Zimbabwe's Mnangagwa accuses rival Chamisa of striking deal with Mugabe


President Emmerson Mnangagwa has responded after the founding father of Zanu-PF and Independent Zimbabwe, Robert Mugabe, publicly scorned and dismissed the new government as nothing more that a rogue and unconstitutional military regime that deserve to be booted out of power when Zimbabweans vote on Monday, 30 July, 2018.

Mugabe, who was removed after the intervention of the army in November, said: "We must have constitutionality".

"I can not vote for those who have tormented me. I can't. I will choose among the 22 [other candidates]", Mugabe said.

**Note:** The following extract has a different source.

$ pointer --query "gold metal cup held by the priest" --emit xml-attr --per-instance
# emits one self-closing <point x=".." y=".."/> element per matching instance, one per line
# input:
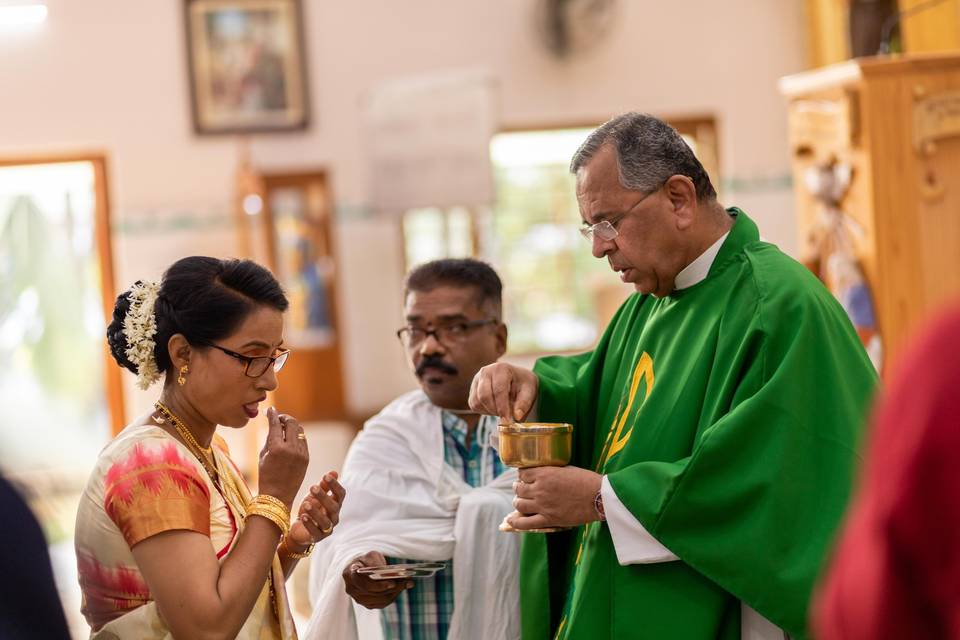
<point x="534" y="444"/>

Zimbabwe goes to the polls on Monday in its first election since Mugabe was forced to resign last November after 37 years in power, with allegations mounting of voter fraud and predictions of a disputed result.

But the bulk of his two-hour long missive was a hint at that he would vote for opposition MDC Alliance leader Nelson Chamisa on Monday because ZANU-PF had caused him too much pain.

Mr Mugabe also denied that, as president, he had planned to hand the leadership to his wife, Grace, saying it was "utter nonsense", and suggested that ex-defence minister Sydney Sekeramayi should have taken over.

Mugabe, one of the last "Big Men" of African politics, still looms large over Zimbabwean politics and he may yet influence the first vote without his name on the ballot paper since the country gained independence from Britain in 1980.

"I can't vote for ZANU-PF". He says he resigned to avoid "bloodshed". "The more the merrier", Chamisa said in response to a question about Mugabe's endorsement.

Mnangagwa, who did not provide any evidence of his accusations, said in a Facebook post that voting for 40-year-old Chamisa was tantamount to bringing back Mugabe in disguise.

Mnangagwa, 75, who promises a fresh start for the country, is the front-runner with the advantage of covert military support, a loyal state media and a ruling party that controls government resources.

Chamisa is Zimbabwe's youngest ever presidential candidate.

A presidential run-off vote is scheduled for September 8 if no candidate wins at least 50 percent in the first round.